[82]. This is the well-known Adam’s Peak, the Jabal al-Ramun of the Arabs where Adam fell when cast out of Eden in the lowest or lunar sphere. Eve fell at Jeddah (a modern myth) and the unhappy pair met at Mount Arafat (i.e. recognition) near Meccah. Thus their fall was a fall indeed. (Pilgrimage iii. 259).
[83]. He is the Alcinous of our Arabian Odyssy.
[84]. This word is not in the dictionaries; Hole (p. 192) and Lane understand it to mean the hog-deer; but why, one cannot imagine. The animal is neither “beautiful” nor “uncommon” and most men of my day have shot dozens in the Sind-Shikárgáhs.
[85]. M. Polo speaks of a ruby in Seilan (Ceylon) a palm long and three fingers thick: William of Tyre mentions a ruby weighing twelve Egyptian drams (Gibbon ii. 123), and Mandeville makes the King of Mammera wear about his neck a “rubye orient” one foot long by five fingers large.
[86]. The fable is from Al-Kazwini and Ibn Al-Wardi who place the serpent (an animal sacred to Æsculapius, Pliny, xxix. 4) “in the sea of Zanj” (i.e. Zanzibar). In the “garrow hills” of N. Eastern Bengal the skin of the snake Burrawar(?) is held to cure pain (Asiat. Res. vol. iii.).
[87]. For “Emerald,” Hole (p. 177) would read emery or adamantine spar.

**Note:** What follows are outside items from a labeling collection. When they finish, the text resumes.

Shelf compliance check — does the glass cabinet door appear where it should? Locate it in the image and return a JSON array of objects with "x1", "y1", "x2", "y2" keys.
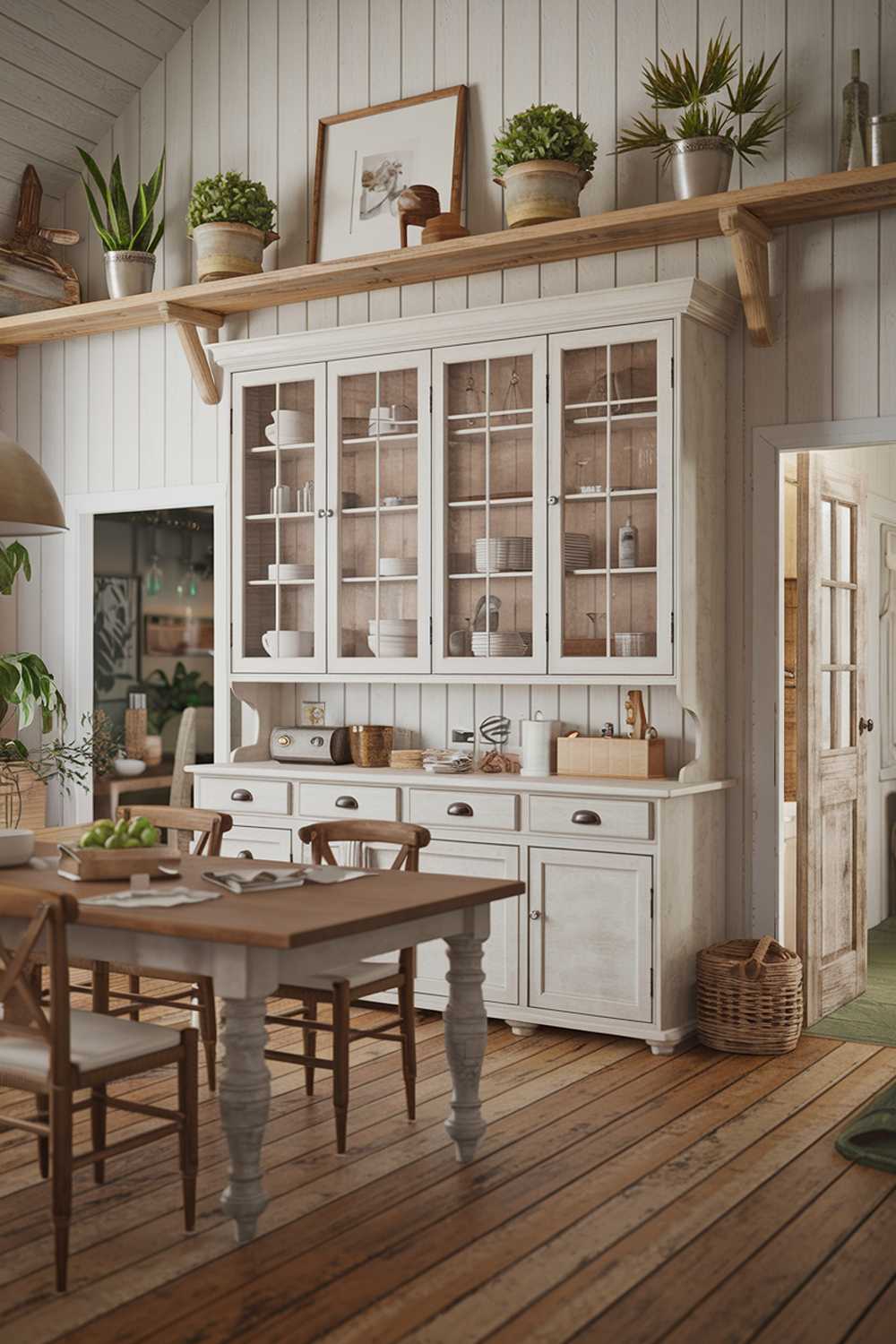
[
  {"x1": 328, "y1": 352, "x2": 430, "y2": 672},
  {"x1": 433, "y1": 338, "x2": 547, "y2": 675},
  {"x1": 232, "y1": 365, "x2": 326, "y2": 672},
  {"x1": 549, "y1": 323, "x2": 673, "y2": 675}
]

[88]. Evidently Maháráj = Great Rajah, Rajah in Chief, an Hindu title common to the three potentates before alluded to, the Narsinga, Balhara or Samiry.

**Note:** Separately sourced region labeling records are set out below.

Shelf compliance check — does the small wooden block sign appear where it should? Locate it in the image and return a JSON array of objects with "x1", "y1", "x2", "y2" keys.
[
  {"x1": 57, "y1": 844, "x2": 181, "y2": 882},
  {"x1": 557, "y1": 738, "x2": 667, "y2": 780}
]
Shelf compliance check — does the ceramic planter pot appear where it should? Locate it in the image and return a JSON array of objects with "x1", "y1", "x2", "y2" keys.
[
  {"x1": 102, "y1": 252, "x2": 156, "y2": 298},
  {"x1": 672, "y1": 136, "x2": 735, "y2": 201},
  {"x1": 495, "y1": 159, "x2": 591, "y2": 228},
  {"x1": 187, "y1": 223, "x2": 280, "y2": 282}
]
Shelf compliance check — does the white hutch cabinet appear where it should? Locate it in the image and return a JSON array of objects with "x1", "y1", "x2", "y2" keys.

[89]. This is probably classical. So the page said to Philip of Macedon every morning, “Remember, Philip, thou art mortal”; also the slave in the Roman Triumph,
Respice post te: hominem te esse memento!
And the dying Severus, “Urnlet, soon shalt thou enclose what hardly a whole world could contain.” But the custom may also have been Indian: the contrast of external pomp with the real vanity of human life suggests itself to all.